Oysa "modern liberalizm" adına küresel çapta savaşa soyunanlar, Fukuyama'yı biraz dikkatlice okusalardı orada "liberal tüketim toplumlarındaki manevi ve kişilik boşluğuyla birlikte gelen mutsuzluğun geniş bir biçimde kendisini gösterdiği" tesbitini görürler ve daha ötede şu ilginç satırlara rastlarlardı:

"Çağdaş liberalizm, güzel bir yaşamın doğası konusunda bir anlaşmaya varmayı bile başaramayan, tarihsel olarak dini açıdan zayıf bir temele dayanan ve hatta asgari düzeyde bile barış ve istikrarın ön koşullarını sağlayamayan bir yapılanmanın sonucudur."

Fukuyama, makalesinin sonunda bizzat kendine ait olan "Tarihin sonu" tezini de sorgular.
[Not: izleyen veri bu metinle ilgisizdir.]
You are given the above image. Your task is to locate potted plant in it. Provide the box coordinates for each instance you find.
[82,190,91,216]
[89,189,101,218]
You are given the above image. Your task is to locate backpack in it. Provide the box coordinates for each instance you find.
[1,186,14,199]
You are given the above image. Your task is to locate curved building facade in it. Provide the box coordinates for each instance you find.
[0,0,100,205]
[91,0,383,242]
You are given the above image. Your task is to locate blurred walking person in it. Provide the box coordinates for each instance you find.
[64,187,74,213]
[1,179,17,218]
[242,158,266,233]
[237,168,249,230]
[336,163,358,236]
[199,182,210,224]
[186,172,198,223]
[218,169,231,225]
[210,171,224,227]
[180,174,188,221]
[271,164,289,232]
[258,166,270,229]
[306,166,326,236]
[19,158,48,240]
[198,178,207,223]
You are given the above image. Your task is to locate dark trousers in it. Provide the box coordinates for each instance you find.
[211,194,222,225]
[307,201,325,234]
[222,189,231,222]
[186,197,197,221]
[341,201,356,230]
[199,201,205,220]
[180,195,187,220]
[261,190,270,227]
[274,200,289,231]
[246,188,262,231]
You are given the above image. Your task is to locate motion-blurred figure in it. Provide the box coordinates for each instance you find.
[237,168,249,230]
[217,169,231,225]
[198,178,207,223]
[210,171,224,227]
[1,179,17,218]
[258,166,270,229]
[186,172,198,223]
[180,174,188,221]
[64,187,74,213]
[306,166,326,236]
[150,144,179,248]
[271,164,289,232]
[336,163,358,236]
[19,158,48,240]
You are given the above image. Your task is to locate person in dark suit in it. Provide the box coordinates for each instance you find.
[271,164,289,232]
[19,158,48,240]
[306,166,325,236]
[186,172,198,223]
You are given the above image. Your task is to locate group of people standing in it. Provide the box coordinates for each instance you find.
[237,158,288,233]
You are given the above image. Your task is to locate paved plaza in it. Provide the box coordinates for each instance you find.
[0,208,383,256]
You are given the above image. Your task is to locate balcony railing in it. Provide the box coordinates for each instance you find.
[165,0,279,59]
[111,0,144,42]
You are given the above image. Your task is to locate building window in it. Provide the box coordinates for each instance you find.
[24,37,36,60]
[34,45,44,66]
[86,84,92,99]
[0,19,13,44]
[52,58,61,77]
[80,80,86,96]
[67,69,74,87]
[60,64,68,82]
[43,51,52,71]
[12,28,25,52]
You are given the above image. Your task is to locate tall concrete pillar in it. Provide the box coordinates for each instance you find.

Der ki:

Tarihin sonrası dönemde sanata da felsefeye de yer ve gerek olmayacak. Sadece insanlık tarihinin ürünlerinin sergilendiği müzelerle ve onların bakımlarıyla ilgilenilecek. Kendimde ve çevremdeki pekçok kişide tarihin varolduğu zamanlara yeniden dönülmesi için güçlü bir nostaljinin boy verdiğini sezinliyorum. Avrupa'da yaratılan uygarlık konusunda son derece çelişik ve karışık duygulara sahibim. Belki de tarihin sonunda, yüzyıllarca sürebilecek bir can sıkıntısı olasılığı, gelecekte tarihin bir kez daha yeniden başlamasına önayak olacak.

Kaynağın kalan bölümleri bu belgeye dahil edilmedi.